Idaho's Hecla Mining Company Gets Apology From Interior Secretary Zinke

Mar 29, 2018

Interior Secretary Ryan Zinke apologized to the CEO of Idaho's Hecla Mining Company in October for numerous regulations pertaining to the mining industry. Conservationists are taken aback while federal officials say he was joking.
Credit VCU CNS / Flickr

An exchange between the boss of Idaho’s Hecla Mining Company and Interior Secretary Ryan Zinke is ringing alarm bells in some circles.

The brief interaction between Hecla Mining CEO Phillips Baker Jr. and Interior Secretary Zinke happened in October.

“Hello, Mr. Secretary, good to see you again,” Baker says. “Here to tell you and others about the impediments to mining from the regulation regime we have.”

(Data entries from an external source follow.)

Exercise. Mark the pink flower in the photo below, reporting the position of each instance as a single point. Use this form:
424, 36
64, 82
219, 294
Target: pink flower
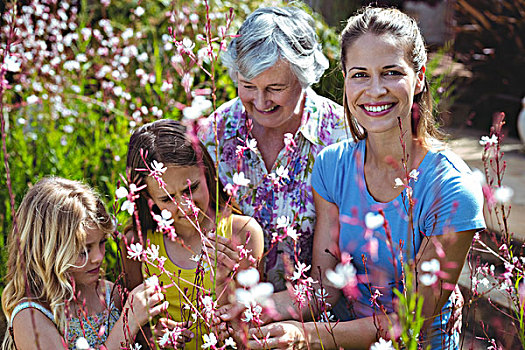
431, 270
135, 251
240, 180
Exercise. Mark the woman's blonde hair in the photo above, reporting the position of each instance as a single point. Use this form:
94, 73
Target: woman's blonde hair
50, 234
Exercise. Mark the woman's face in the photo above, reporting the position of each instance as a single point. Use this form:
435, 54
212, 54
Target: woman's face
380, 83
187, 186
274, 98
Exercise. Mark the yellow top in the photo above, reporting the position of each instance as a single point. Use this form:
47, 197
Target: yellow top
186, 281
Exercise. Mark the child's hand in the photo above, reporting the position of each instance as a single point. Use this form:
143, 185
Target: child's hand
171, 334
143, 303
227, 257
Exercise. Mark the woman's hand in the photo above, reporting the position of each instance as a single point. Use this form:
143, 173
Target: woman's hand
171, 334
143, 304
279, 335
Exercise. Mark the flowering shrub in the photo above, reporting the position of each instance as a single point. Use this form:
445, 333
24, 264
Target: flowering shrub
76, 79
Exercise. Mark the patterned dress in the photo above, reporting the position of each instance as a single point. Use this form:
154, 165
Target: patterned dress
285, 191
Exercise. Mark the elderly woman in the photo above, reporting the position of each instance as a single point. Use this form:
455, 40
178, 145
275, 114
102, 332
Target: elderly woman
272, 132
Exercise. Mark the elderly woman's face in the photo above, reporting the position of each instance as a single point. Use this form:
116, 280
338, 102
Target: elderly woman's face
273, 99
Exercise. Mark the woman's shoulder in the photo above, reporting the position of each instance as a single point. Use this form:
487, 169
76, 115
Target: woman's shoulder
448, 172
29, 310
444, 159
345, 148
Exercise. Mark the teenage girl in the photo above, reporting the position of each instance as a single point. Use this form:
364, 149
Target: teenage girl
55, 293
188, 198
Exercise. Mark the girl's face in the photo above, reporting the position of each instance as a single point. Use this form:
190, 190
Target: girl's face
87, 266
187, 186
380, 83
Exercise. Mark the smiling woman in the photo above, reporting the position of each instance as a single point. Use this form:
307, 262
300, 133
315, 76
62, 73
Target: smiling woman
275, 128
389, 204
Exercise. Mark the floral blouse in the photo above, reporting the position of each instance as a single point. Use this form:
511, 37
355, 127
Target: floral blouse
280, 200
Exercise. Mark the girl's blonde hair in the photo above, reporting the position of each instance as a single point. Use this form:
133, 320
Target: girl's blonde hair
50, 234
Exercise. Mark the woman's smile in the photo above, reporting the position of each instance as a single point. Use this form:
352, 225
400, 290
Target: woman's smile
378, 109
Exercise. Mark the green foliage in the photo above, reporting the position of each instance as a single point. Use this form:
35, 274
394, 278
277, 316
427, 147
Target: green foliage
129, 72
410, 304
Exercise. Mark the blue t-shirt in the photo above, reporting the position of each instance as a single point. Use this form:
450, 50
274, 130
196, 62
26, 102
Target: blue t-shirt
447, 199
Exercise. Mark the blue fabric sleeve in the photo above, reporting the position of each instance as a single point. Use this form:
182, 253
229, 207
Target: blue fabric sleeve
320, 177
458, 202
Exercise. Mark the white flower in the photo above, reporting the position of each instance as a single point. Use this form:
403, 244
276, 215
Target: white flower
12, 64
292, 233
282, 172
503, 194
152, 252
382, 345
300, 269
479, 176
229, 189
191, 113
343, 275
81, 57
427, 279
188, 44
158, 167
209, 340
139, 11
490, 141
135, 251
414, 174
230, 342
127, 34
256, 294
170, 336
32, 99
431, 268
128, 206
248, 278
195, 257
143, 57
164, 219
240, 180
121, 192
152, 281
82, 344
373, 221
252, 144
282, 221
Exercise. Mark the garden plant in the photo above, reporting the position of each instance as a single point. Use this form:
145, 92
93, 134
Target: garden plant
77, 77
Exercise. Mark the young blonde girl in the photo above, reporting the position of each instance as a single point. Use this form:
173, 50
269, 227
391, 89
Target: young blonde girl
188, 198
55, 294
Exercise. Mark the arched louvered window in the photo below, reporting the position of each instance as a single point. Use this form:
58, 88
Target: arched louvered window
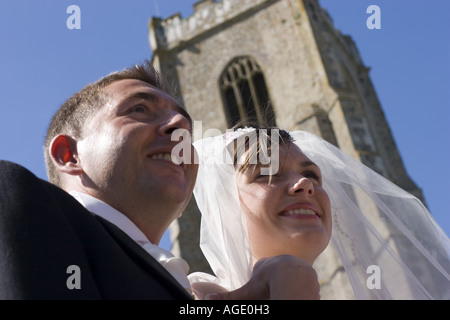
244, 93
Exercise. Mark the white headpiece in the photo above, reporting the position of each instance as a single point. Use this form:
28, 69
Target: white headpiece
374, 223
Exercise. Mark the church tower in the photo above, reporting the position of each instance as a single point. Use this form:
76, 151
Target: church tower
237, 59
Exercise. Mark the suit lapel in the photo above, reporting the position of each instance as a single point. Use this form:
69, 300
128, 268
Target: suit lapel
142, 257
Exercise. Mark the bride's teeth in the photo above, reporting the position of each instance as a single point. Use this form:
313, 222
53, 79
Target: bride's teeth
300, 211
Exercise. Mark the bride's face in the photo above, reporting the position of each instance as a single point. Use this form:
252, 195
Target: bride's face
289, 212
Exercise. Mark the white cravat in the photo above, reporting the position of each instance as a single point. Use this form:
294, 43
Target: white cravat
176, 266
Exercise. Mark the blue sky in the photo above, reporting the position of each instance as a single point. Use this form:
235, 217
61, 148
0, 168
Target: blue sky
42, 63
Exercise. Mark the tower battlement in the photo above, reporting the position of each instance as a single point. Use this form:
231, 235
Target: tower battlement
208, 14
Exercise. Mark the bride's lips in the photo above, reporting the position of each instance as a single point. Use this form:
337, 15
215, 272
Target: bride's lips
300, 210
168, 157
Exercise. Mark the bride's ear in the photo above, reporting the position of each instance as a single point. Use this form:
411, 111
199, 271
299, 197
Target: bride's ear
63, 152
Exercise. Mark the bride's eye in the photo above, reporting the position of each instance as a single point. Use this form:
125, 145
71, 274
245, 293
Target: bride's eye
139, 108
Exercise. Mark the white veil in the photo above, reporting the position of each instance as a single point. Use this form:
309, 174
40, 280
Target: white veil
375, 223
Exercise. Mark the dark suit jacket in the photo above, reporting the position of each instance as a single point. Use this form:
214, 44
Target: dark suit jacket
44, 230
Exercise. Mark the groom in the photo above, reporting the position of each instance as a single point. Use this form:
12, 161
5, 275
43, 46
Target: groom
93, 231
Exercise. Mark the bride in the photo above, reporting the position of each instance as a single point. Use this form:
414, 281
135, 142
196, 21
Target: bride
269, 192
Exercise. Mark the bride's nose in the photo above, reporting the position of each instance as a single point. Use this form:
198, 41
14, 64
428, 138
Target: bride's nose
301, 185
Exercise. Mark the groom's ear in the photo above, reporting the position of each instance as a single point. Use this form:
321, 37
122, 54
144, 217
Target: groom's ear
63, 152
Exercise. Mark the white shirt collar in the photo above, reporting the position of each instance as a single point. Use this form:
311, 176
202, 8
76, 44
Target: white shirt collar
176, 266
114, 216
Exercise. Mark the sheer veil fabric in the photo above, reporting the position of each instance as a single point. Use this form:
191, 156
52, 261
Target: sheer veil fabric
375, 224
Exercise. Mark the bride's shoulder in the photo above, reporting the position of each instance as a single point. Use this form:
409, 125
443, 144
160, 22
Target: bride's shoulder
203, 284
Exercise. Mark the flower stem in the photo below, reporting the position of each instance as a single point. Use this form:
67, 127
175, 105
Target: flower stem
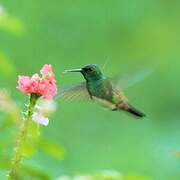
22, 138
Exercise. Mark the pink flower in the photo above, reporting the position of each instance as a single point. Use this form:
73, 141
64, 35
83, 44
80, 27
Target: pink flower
44, 86
40, 119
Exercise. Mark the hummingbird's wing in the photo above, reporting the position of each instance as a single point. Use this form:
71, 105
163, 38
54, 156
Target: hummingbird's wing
76, 92
126, 81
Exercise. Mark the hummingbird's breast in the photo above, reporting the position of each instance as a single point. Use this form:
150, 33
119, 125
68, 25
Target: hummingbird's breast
100, 89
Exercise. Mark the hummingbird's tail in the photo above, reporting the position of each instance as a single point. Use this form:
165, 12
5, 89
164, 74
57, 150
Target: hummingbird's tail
132, 110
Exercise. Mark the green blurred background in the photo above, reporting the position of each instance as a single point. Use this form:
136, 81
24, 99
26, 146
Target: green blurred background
84, 138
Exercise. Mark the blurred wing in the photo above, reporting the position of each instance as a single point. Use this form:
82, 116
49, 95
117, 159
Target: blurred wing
77, 92
126, 81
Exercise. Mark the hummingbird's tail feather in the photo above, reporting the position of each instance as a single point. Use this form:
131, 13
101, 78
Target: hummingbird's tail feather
132, 110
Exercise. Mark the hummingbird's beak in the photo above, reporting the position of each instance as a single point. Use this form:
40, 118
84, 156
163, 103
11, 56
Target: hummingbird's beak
73, 70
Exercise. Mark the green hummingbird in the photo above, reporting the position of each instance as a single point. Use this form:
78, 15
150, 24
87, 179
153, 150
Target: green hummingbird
108, 92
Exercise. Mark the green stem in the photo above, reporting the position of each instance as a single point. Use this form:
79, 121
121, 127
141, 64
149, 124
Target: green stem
22, 138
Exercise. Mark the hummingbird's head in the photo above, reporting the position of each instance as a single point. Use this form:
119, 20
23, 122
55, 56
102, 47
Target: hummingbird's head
90, 72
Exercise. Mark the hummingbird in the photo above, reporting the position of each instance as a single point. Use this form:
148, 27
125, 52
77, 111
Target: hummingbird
105, 91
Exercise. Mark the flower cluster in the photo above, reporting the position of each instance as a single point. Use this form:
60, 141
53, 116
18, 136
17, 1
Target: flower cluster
44, 86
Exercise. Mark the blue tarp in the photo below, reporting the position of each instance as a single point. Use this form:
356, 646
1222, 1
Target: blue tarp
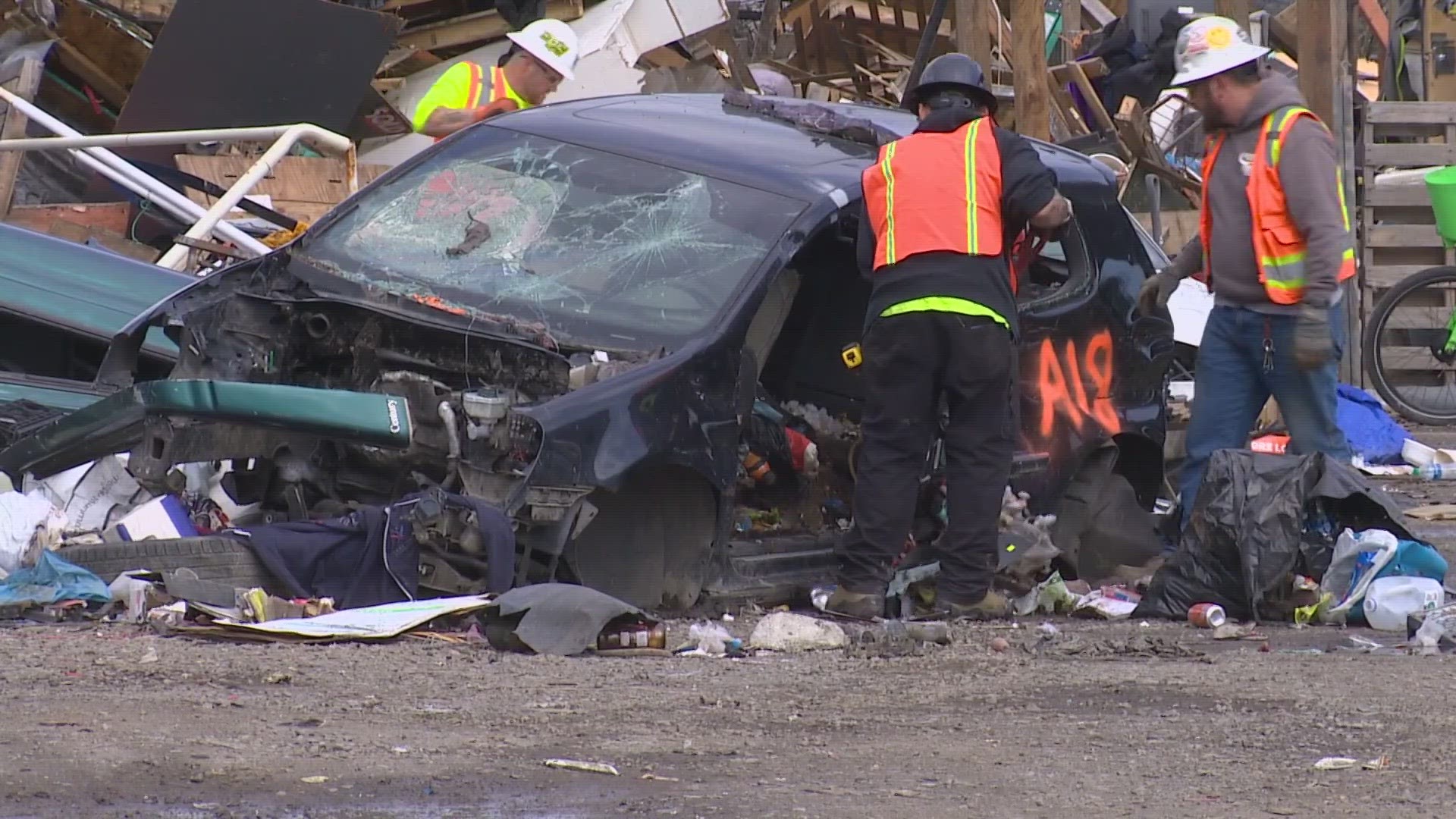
52, 580
1369, 428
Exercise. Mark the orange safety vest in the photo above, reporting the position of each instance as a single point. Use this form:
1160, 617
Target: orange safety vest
478, 85
937, 193
1279, 248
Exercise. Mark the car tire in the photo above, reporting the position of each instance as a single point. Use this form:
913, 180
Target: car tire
216, 558
651, 541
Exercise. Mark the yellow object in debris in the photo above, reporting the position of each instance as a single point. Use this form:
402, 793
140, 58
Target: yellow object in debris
281, 238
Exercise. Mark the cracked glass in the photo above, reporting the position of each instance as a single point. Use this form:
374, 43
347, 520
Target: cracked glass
592, 246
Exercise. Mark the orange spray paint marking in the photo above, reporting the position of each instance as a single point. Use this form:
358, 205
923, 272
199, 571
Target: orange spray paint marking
1100, 366
1052, 384
1062, 385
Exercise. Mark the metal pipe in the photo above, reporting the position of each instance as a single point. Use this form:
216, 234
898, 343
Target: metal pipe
929, 30
177, 257
130, 177
321, 137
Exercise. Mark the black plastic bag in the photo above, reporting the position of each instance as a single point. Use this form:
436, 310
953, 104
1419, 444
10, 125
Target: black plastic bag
1248, 531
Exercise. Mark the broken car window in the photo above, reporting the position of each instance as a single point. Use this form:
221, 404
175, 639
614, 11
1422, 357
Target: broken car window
596, 246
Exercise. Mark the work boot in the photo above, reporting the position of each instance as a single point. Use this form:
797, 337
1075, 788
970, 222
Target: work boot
990, 607
859, 605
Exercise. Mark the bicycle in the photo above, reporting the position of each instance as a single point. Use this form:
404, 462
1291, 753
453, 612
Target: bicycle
1408, 346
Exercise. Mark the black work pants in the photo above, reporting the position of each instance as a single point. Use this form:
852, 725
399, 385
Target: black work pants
910, 362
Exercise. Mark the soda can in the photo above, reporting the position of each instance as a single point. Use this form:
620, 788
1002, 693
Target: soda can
1207, 615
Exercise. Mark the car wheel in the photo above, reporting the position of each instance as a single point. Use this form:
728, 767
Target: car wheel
651, 541
220, 560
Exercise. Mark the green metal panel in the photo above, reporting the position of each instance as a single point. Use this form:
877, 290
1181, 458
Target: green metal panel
83, 289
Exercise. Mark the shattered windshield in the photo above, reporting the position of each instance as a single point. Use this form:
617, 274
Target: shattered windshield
595, 246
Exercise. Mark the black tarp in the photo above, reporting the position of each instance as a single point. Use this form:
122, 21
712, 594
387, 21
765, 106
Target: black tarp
370, 557
1251, 531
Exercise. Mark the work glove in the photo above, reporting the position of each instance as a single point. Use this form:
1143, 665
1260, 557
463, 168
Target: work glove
1313, 343
1156, 290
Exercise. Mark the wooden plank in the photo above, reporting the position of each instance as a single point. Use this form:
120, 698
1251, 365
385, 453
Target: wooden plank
1411, 112
1397, 196
1414, 155
296, 178
482, 25
1402, 235
970, 36
25, 86
147, 11
1030, 57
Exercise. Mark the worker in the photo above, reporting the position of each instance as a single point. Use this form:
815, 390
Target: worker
1274, 240
941, 210
542, 55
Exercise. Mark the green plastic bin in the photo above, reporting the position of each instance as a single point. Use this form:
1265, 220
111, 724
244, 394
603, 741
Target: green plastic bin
1440, 184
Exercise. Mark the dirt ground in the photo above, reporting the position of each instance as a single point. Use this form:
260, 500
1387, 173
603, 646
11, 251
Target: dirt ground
1155, 720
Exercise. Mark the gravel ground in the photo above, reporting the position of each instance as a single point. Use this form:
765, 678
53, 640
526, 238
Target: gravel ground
1104, 720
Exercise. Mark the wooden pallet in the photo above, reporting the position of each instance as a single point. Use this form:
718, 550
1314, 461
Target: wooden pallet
1398, 232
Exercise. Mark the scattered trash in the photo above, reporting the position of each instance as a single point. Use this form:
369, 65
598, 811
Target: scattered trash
582, 767
786, 632
1392, 599
52, 580
1435, 512
1207, 615
712, 640
1109, 602
632, 634
1235, 632
1348, 763
1050, 596
373, 623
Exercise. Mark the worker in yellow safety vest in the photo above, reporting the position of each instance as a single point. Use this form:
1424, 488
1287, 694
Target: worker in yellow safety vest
542, 55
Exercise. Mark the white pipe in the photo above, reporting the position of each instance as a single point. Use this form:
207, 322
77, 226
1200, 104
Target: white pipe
321, 137
177, 257
131, 177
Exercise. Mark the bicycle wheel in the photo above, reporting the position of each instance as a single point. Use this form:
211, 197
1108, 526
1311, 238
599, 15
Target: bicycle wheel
1410, 346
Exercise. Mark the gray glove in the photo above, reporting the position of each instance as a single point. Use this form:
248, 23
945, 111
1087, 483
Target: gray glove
1156, 290
1313, 343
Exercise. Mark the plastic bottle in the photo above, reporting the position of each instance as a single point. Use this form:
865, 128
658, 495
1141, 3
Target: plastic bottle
1391, 599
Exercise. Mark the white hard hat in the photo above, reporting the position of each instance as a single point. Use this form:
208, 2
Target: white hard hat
552, 42
1212, 46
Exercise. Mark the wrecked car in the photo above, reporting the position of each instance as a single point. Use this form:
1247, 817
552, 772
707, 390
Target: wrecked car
582, 305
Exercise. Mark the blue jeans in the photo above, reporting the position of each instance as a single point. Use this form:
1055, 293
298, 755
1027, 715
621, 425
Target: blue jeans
1232, 385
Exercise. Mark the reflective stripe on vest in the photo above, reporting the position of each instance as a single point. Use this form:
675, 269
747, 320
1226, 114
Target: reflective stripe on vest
1279, 248
937, 193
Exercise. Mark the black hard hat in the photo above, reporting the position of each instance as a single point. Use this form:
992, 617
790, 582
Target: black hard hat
954, 74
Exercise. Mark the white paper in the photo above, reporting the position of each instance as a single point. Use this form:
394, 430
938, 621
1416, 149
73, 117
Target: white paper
1190, 306
373, 623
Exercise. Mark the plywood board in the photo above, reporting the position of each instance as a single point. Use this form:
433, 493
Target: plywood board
296, 178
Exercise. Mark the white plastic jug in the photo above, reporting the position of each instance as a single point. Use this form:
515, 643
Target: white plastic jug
1391, 599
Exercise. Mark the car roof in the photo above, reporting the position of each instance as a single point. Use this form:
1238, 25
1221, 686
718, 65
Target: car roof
702, 134
83, 289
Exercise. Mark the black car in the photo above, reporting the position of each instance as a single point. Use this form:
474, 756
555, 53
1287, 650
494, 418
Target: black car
582, 302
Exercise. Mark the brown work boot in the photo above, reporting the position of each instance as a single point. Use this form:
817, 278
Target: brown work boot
859, 605
990, 607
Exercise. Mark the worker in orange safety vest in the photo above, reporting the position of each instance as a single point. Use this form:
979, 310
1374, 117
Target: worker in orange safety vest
943, 207
1276, 245
542, 55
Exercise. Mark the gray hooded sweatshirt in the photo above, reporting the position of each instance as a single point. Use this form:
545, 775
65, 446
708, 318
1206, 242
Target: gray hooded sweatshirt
1307, 171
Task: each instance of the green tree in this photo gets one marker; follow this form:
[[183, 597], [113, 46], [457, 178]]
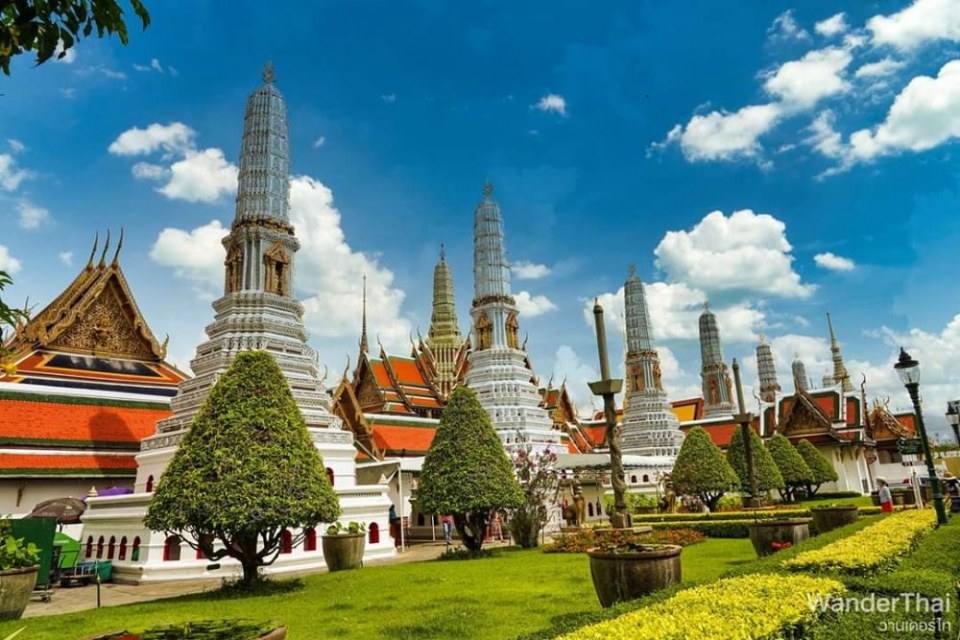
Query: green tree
[[701, 470], [795, 472], [245, 472], [765, 469], [820, 468], [52, 27], [466, 472]]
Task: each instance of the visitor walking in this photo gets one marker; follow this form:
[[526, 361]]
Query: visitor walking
[[886, 498]]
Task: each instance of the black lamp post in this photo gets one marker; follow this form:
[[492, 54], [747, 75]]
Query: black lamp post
[[953, 417], [909, 371]]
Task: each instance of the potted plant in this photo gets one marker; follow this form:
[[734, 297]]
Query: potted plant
[[770, 536], [831, 516], [343, 546], [624, 570], [18, 572]]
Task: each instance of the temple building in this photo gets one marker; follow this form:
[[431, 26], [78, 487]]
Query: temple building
[[650, 427], [83, 381], [499, 371], [256, 311], [714, 375]]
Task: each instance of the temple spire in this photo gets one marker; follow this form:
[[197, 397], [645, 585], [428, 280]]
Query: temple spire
[[840, 375]]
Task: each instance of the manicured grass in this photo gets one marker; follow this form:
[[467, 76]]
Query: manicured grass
[[515, 593]]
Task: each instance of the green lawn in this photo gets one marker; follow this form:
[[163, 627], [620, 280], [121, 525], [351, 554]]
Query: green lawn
[[515, 593]]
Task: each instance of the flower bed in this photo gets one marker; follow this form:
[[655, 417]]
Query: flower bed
[[869, 549], [753, 607]]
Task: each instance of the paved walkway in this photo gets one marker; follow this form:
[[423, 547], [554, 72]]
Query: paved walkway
[[70, 599]]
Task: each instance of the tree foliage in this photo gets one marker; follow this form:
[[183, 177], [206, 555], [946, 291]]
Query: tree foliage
[[765, 469], [821, 470], [701, 470], [795, 472], [52, 27], [466, 472], [245, 472]]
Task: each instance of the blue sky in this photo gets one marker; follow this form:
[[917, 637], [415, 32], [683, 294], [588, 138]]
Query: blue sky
[[611, 138]]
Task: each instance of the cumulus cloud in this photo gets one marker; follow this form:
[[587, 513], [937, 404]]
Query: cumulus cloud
[[552, 102], [922, 22], [31, 216], [833, 262], [531, 306], [745, 252], [832, 26], [529, 270], [7, 262]]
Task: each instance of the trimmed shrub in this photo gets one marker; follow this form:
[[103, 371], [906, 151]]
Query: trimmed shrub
[[701, 470], [821, 470], [795, 472], [466, 472], [765, 469], [245, 472]]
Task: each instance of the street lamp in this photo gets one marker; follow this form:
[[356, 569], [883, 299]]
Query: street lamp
[[909, 371], [953, 417]]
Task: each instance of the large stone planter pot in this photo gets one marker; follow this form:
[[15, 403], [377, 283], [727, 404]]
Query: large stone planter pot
[[768, 536], [618, 577], [344, 551], [16, 585], [829, 518]]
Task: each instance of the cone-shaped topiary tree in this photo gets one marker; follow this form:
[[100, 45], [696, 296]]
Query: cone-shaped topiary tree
[[466, 472], [821, 470], [701, 470], [765, 469], [245, 472], [795, 472]]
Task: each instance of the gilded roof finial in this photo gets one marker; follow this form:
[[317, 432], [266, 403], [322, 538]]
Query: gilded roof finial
[[106, 247], [116, 255]]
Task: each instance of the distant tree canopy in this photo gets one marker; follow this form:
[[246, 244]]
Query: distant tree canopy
[[466, 472], [701, 470], [52, 27], [821, 470], [765, 469], [245, 472]]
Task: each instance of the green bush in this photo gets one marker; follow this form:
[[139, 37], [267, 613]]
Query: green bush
[[765, 469], [701, 470], [795, 472], [466, 472], [245, 472], [820, 469]]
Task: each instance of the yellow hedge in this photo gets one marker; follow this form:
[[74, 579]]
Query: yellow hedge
[[753, 607], [870, 548]]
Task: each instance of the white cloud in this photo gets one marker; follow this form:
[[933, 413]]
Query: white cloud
[[196, 255], [552, 102], [175, 137], [10, 175], [31, 216], [149, 171], [880, 68], [800, 84], [745, 252], [531, 306], [832, 26], [721, 135], [202, 176], [922, 22], [7, 262], [834, 262], [529, 270], [785, 27]]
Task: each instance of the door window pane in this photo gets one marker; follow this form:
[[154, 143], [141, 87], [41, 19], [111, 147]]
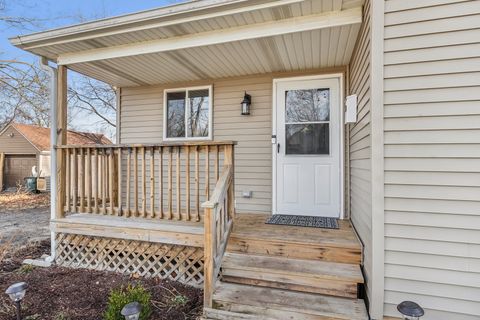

Zinke’s response, “On behalf of the United States government, we apologize,” drew chuckles from those present.

According to the Washington Post, conservationists are taking the exchange as a sign of the Trump Administration’s lax position on resource extraction. The Department of the Interior says Zinke was joking.

Montana recently dubbed Hecla a “bad actor” because Baker served as an executive of Pegasus Gold. The company’s 1998 bankruptcy stuck Montana and the federal government with $100 million in cleanup costs.

Hecla wants to open two new mines in Montana, but state law says due to Baker’s connection to a facility that went bust, he can’t operate a mine.

Montana’s Department of Environmental Quality has given the Idaho mining company 30 days to resolve its “bad actor” status. For their part, Hecla filed suit against Montana claiming it’s falsely equating Baker with the bygone Pegasus operation.